Dr. Yasaman Bahri: Machines' Personal Trainer

Unraveling neural networks for artificial intelligence


Computers make tons of decisions that help us with our lives. From TV show recommendations to directions from a navigation app, most aspects of our modern lives are influenced by machines’ computations. Machine learning is a powerful tool for taking real world data and then recognizing patterns, making predictions, and drawing conclusions.



Learning requires a brain, and the computer’s equivalent of that is called a neural network. But how do computer “brains” work? And if these machines can “learn”, who’s responsible for teaching them?




Dr. Yasaman Bahri is a research scientist at Google Brain where she has worked hard to understand the training processes of neural networks. You can think of Dr. Bahri as the machines’ personal trainer – her job is to understand how machine learning works and to discover ways to train them more efficiently.

Photo of Dr. Bahri from her waist up. She has dark hair that is clipped back and is wearing a black shirt.
Dr.
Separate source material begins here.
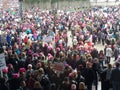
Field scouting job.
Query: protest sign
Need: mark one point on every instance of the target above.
(2, 61)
Yasaman Bahri, Research Scientist at Google Brain

Table of Contents:

What is Machine Learning?

Why’s It Called a Neural Network?

Finding Functions

Gaussian Distributions: Life on the Bell Curve

Neural Networks to the Rescue

The Power and Puzzle of Deep Learning

 

What is Machine Learning?


To understand how machines learn, we can start by thinking about how humans learn. When we all learned how to write numbers in kindergarten, we probably started off by mimicking grown ups’ handwriting. Eventually, we learned to recognize each digit, even if the handwritten digits looked slightly different each time. Just like how humans learn the task of writing, we can ask computers to write or recognize handwritten digits. To the computer, a digit is an image, which just looks like a 2D grid filled with pixels that come together to represent the single number. These individual pixels all have their own values, so the image of a “7” or a “3” is really made up of a bunch of numbers, organized into a grid. The computer’s goal is to take that grid of pixels and learn to recognize handwritten digits contained inside the images. If the computer can achieve this goal without “step-by-step” instructions, then we call that machine learning.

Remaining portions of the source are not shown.